The larger implications of Jessica’s move, however, were ambiguous. Hunts Point, in Serena’s words, “was straight-up ghetto.” She preferred the easy freedom of her previous block. In Hunts Point, people broke night on the sidewalk, blasted music, and slept late. Serena couldn’t walk unescorted to the train. She couldn’t sit outside in the evening. Her Tío Robert’s presence in the narrow hallways of the apartment was oppressive; even when he wasn’t home, there seemed to be an awareness of his impending arrival.

After dinner, Jessica retreated into her bedroom and lost herself in one of Máximo’s true-crime novels. Máximo, who worked as a security guard at a school, lived at the gym. Robert played his oldies music until his anti-depressants kicked in, then fell into an uninterruptible sleep. Serena invited Jessica to join her in the
sala,
but Jessica didn’t like the types of movies Serena liked. Serena missed the closeness of Jessica’s old studio. “When we all in the same room, we spent time with each other,” Serena said. “Now we in separate rooms.”

Serena preferred to spend her summer days at her best friend Priscilla’s rather than in the empty apartment at Hunts Point. Priscilla lived with her sister, two brothers, her mother, and stepfather on the top floor of a three-decker near White Plains Road. Priscilla’s neighborhood was working
poor and working class—full of Albanians, Indians, Irish, Puerto Ricans, Italians, and Dominicans. Instead of the bullet-proof check cashiers, the bodegas and liquor stores shared the blocks with businesses that spoke of future-oriented days—tile and sprinkler shops, travel agencies, bakeries. The parents’ workaday routines limited the teenagers’ range of motion: no adults were home after Priscilla’s mother went to work at two, but she kept watch on the girls by telephone. Supplemental surveillance was provided by surprise visits by Priscilla’s gruff stepdad, Al, who worked for a towing company. When his red shiny truck rolled up, unannounced, the girls assumed that he was spying, but Al also liked to play video games between the dispatcher’s calls.

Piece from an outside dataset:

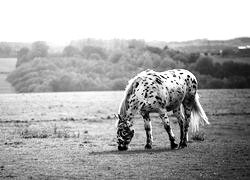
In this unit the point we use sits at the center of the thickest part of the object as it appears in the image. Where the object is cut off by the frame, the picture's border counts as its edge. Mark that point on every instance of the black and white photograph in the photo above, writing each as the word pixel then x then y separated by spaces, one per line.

The teenagers usually hung out with their friends on “the bench”—actually two benches—overlooking Priscilla’s driveway, in the shade of some fruit trees. Priscilla’s front yard set the summer stage for the drama, which was largely psychological. If the gang weren’t draped over the bench, which was warped from wear, they lined the four short stairs that led up to the front door. In constant fear of missing her mother’s calls, Priscilla never traveled beyond the radius of the portable phone.

The charge of “acting ghetto” delineated acceptable and unacceptable behaviors among the kids and deflated tough posturing and hypocrisies. “Acting ghetto” included bragging about violence; claiming you saw a new movie in the theater when you really saw it on a bootleg video; cursing; wearing slippers or curlers to the store. The girls labeled each other as well. “I’m the good girl, Serena’s the bad one,” Priscilla said. The best friends drew the line pop-culturally: Serena liked Black Entertainment Television; Priscilla preferred MTV. Serena liked rap and R&B; Priscilla, Britney Spears.
Bad
implied loud, assertive;
good
meant quieter. Serena barreled through her shyness with impulsiveness; Priscilla withdrew and fretted. Priscilla liked boys with jobs who wanted commitment; Serena liked guys who dressed like hoodlums and knew how to kiss. Priscilla had a mad crush on the landlord’s son but had turned her cheek to his kiss because he wanted to date other people. She was sixteen, he was twenty-three.